Лев Гумилев, которому было уже 33 года, пережил многое. Арестовывали его три раза, он провел пять лет в заключении, потом жил на поселении, отпросился на фронт... Служил в артиллерийском полку, дошел до Берлина, имел медали. Вернулся домой, во флигель в Фонтанном доме, несколько дней назад. По этому поводу Анна Андреевна была в большом возбуждении, даже плакала. Она надеялась, что худшее — позади. Многие в том победном 45-м году на это надеялись... В квартире в Фонтанном доме Ахматова жила с 20-х годов. В остальных помещениях бывшего Шереметевского дворца помещались лаборатории и кабинеты Арктического научно-исследовательского института. Поэтому, чтобы попасть в свои комнаты, жильцы имели пропуска. Не лучшее место, где можно с кем-нибудь встретиться тайно. Но Ахматова ведь к этой встрече не готовилась, даже не загадывала о ней. По официальной версии (а есть много других), все произошло случайно.

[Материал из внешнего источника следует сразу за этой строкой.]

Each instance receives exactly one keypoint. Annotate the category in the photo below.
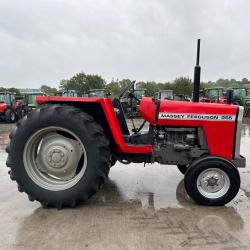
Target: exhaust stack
(197, 75)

Проведя два месяца в Москве, Исайя Берлин приехал в Ленинград. Здесь он посещал театры, отрабатывал обычную программу иностранца в СССР (правда, их в 1945 году практически не было) и скупал русскую классику. Берлин знал русский язык, ведь когда-то жил в Петрограде. Его отец, купец первой гильдии из рижских евреев, был владельцем лесных угодий в западных российских губерниях. Его семья эмигрировала в 1920 году... Много лет Исайя мечтал поехать в Россию и добивался визы. Сейчас Берлин наведывался по адресам старых мест жительства, узнавал дома, знакомые с детства... Охотник за разного рода литературными редкостями, он посетил книжный магазин близ Аничкова моста, это место было знаменито среди библиофилов.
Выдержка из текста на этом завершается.